Disability Pride Month

The entire month of July is now celebrated as Disability Pride Month. This is a good idea as the LGBTQ community has certainly been successful organizing a grass roots effort to celebrate Pride in June. 
Juneteenth just became a recognized holiday in the state of Minnesota. The disability community needs to move in that direction and advocate passing a law celebrating disability pride day.  

Disability pride month is about celebrating our differences without using the label special needs. Although disability pride month is not a national holiday yet, it is being recognized and celebrated more and more every year. It began with the passage of the Americans with Disabilities Act on July 26, 1990. But we should be careful not to limit it to just one day or one month.

We should celebrate all year long as we strive to meet its intended promise that is stated in its preamble as follows: 
“When President Bush signed into law the Americans with Disabilities Act–the world’s first comprehensive civil rights law for people with disabilities–in front of 3,000 people on the White House lawn on July 26, 1990, the event represented an historical benchmark and a milestone in America’s commitment to full and equal opportunity for all of its citizens. 

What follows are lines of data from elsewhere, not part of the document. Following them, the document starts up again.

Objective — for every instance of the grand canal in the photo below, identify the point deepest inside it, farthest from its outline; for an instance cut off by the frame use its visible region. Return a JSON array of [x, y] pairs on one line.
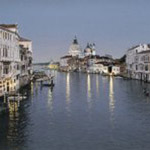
[[82, 112]]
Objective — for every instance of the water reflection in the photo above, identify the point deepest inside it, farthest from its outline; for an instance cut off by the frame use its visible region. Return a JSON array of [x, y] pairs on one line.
[[89, 86], [15, 134], [50, 99], [97, 84], [111, 99], [68, 92], [89, 94]]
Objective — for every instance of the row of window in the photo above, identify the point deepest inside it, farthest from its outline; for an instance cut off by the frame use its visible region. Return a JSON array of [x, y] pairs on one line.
[[6, 35], [142, 67], [143, 58]]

The President’s emphatic directive on that day–“Let the shameful walls of exclusion finally come tumbling down”–neatly encapsulated the simple yet long overdue message of the ADA: that 43 million Americans with disabilities are full-fledged citizens and as such are entitled to legal protections that ensure them equal opportunity and access to the mainstream of American life.” 

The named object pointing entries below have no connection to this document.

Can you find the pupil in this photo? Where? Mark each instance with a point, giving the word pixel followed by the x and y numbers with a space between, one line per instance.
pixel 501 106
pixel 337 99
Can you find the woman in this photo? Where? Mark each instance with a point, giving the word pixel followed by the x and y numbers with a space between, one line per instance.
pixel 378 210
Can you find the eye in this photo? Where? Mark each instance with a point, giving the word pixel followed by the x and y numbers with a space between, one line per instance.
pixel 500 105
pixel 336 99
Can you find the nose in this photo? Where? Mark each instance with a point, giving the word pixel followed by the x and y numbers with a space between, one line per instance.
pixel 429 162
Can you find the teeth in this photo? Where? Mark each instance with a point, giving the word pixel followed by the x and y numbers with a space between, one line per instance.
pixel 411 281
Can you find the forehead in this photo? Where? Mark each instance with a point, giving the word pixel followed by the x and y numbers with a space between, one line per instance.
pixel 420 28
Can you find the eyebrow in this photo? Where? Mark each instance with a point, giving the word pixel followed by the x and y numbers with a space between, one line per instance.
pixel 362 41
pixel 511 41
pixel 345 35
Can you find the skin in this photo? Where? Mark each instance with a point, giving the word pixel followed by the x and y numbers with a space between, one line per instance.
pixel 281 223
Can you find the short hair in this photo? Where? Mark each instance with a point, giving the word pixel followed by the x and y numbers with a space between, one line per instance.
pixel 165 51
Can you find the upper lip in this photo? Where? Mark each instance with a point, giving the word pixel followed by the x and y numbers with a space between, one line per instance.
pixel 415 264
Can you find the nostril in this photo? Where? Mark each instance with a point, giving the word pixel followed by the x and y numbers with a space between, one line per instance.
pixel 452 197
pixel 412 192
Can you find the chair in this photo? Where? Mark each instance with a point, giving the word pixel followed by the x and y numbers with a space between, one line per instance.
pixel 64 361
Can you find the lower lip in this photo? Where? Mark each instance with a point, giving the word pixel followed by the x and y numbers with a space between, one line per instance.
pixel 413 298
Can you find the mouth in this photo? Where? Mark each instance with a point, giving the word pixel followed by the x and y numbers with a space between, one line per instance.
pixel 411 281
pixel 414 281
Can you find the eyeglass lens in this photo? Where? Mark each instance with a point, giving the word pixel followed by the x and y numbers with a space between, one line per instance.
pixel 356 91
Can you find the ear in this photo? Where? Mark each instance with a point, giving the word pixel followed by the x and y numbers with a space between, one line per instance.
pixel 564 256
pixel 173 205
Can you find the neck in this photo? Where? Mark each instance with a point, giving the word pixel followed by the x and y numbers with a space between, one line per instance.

When I think of the ADA, I remember the pictures and the videos of people with disabilities, crawling up the stairs of our nations capitol 33 years ago. They were just trying to participate in their own landmark legislation. Think about that for one second … they were just trying to participate in their own celebration to have access to equal rights in their own community. 
And as we see other civil rights legislation weakened and overturned through our court system, we must not stop our pursuit of access to our own world.  
Happy birthday, Americans with Disabilities Act!